A silverware spoiler: People used to hate the fork. When first introduced in Italy, and then in France and England, it did not go over well.

And we’re not talking about the kind of eh, I’m-not-going-to-use-that-weird-thing kind of dislike; we’re talking straight TOOL OF THE DEVIL abhorrence.

The whole history of the fork started off pretty benign – at least from what we can tell. The Greeks used a fork-like tool to keep their kill from twisting around while they carved it. The thing had two spears extending toward the table that secured meat and then slid easily from the flesh. A similarly styled instrument also popped up in royal courts in the Middle East in the 7th century, but this time it was used for actual eating. Because the fork was straight from handle to tine, picking up food required a stab and lift motion. Something like peas were absolutely out of the question, but we’ll get to that later.

The fork drama really started when a Byzantine-born princess married the doge of Venice in 1005. She ate with a set of golden forks she brought with her, and the Italians were not pleased. “Food was a gift from God, and to use an artificial means of conveying it to the mouth implied that this heavenly gift was unfit to be touched by human hands,” explains the book Feeding Desire. The plague caught up with her shortly thereafter, and Venice clergymen claimed her use of the two-pronged (horned!) utensil of vanity prompted the punishment from God.
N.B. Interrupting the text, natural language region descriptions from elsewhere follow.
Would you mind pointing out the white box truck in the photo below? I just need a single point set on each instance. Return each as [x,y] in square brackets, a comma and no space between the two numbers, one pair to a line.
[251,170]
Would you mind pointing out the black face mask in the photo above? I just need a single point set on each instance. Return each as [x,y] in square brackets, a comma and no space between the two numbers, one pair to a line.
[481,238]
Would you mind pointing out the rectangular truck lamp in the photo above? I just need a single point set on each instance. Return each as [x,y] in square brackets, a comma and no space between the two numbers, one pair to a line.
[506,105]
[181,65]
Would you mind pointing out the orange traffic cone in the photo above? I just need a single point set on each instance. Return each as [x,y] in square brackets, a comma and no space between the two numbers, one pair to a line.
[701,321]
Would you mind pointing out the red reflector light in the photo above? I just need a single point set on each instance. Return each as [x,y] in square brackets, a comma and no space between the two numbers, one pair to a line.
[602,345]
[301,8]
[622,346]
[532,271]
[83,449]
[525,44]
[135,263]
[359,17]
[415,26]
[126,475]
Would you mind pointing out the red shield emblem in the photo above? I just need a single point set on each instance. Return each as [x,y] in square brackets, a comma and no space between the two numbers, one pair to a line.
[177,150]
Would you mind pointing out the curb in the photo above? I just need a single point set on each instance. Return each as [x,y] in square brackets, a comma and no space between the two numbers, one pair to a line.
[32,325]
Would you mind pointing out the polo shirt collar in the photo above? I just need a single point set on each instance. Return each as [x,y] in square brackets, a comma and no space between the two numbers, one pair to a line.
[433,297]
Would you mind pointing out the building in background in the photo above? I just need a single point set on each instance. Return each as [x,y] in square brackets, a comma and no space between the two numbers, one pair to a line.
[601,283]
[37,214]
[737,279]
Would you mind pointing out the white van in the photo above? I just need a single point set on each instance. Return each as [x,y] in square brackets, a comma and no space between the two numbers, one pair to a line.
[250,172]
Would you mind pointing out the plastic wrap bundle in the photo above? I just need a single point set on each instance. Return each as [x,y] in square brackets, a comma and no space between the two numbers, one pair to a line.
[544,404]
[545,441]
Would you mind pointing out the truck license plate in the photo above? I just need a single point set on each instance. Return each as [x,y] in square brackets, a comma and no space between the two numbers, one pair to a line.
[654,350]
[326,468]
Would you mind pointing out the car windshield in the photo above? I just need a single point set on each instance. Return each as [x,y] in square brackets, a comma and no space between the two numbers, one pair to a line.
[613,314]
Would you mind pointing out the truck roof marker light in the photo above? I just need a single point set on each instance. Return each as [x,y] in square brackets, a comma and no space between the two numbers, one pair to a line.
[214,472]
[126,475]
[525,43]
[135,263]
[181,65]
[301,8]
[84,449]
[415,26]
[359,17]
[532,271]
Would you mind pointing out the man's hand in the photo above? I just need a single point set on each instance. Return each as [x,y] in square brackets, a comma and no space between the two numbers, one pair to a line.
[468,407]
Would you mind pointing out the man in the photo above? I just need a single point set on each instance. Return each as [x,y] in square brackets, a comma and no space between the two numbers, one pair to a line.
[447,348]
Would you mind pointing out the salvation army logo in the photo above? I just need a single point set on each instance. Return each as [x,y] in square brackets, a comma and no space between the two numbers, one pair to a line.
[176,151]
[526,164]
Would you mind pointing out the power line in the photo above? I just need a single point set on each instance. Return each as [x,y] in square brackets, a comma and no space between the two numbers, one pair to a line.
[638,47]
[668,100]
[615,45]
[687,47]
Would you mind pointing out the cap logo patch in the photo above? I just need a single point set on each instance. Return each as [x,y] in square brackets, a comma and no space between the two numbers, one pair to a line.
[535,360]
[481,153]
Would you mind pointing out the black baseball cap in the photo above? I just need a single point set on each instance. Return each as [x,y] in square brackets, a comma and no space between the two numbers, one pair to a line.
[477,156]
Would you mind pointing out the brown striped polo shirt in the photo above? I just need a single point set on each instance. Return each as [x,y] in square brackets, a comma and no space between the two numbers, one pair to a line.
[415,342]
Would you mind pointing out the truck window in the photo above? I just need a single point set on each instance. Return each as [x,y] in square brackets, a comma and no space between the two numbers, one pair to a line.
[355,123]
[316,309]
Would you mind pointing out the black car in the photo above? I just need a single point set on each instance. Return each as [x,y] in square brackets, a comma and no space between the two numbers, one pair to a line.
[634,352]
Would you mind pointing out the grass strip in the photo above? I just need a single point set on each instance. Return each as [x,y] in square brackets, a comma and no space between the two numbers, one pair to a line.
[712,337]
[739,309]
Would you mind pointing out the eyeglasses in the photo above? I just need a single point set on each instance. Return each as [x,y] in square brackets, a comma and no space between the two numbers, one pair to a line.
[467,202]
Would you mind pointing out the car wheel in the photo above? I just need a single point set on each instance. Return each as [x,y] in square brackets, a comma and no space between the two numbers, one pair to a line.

This tool-of-the-devil branding effectively buried the flatware. “The fork was fraught with such negative meaning when first introduced in Europe that it didn’t resurface for several centuries,” says Darra Goldstein, Editor-in-Chief of the food and culture journal Gastronomica. But by the 1500s, Italians finally got behind what looked like a straight, small, pointy tuning fork. Forward-thinking travellers brought the innovative implement back to France and England, but instead of excitement over a clean-handed future, the fork was met with much scepticism. The French thought that, at just a few inches in length, it was too effeminate to use. And the English, like the early Italians, felt that God had deemed it unnecessary.

Luckily, in the war with affectation and the Almighty, the fork won.

By the mid-1600s, wealthy Brits had deemed the fork fashionable, and included the third utensil on their table. At first forks were crafted out of whatever materials were locally available like iron or bronze. But because the fork was an indication of status, moneyed citizens shelled out for mouth-shovels with bling. Materials like mother of pearl, amber, and jade were introduced.

But even though forks got fancier, they weren’t actually any better at picking up grub.

It was food fashion that eventually shaped a better fork. In the 17th century, peas (seriously) were all the rage among the French nobility. But eating them was tricky. Imagine how hard it would be to swallow a plate-full using metal toothpicks attached to a fancy stick. You couldn’t scoop the peas up because there was a wide food-swallowing hole between the fork’s two tines. And spearing was obviously time consuming. So the tech evolved. Silversmiths closed the gap by adding an extra tine or two in the middle. They also made the whole instrument bigger and pushed the plate-hitting part upwards, allowing the spears to now scoop as well as stab. Et voilà! A fork fit for food.

But it wasn’t until commercial electroplating began in 1840 with the discovery of cyanide solutions that the not so humble fork hit the masses. Solid silver was much more expensive than something just plated with it. Before then, most simply couldn’t afford access to the utensil.

By the 20th century, fork design started swinging the way of utility and ergonomics over decoration. (Ornate handles just weren’t comfortable in the hand.) Danish silversmith Georg Jensen, who focused on function instead of frills, popularised streamlined silverware. Stainless steel also appeared in the flatware game, which didn’t require the same kind of elbow grease to keep sparkly.

Without the time, attention, and status, the fork became a common object. Centuries of tweaks have landed the fork squarely in the category of things we don’t even think about-a measure of a truly successful design.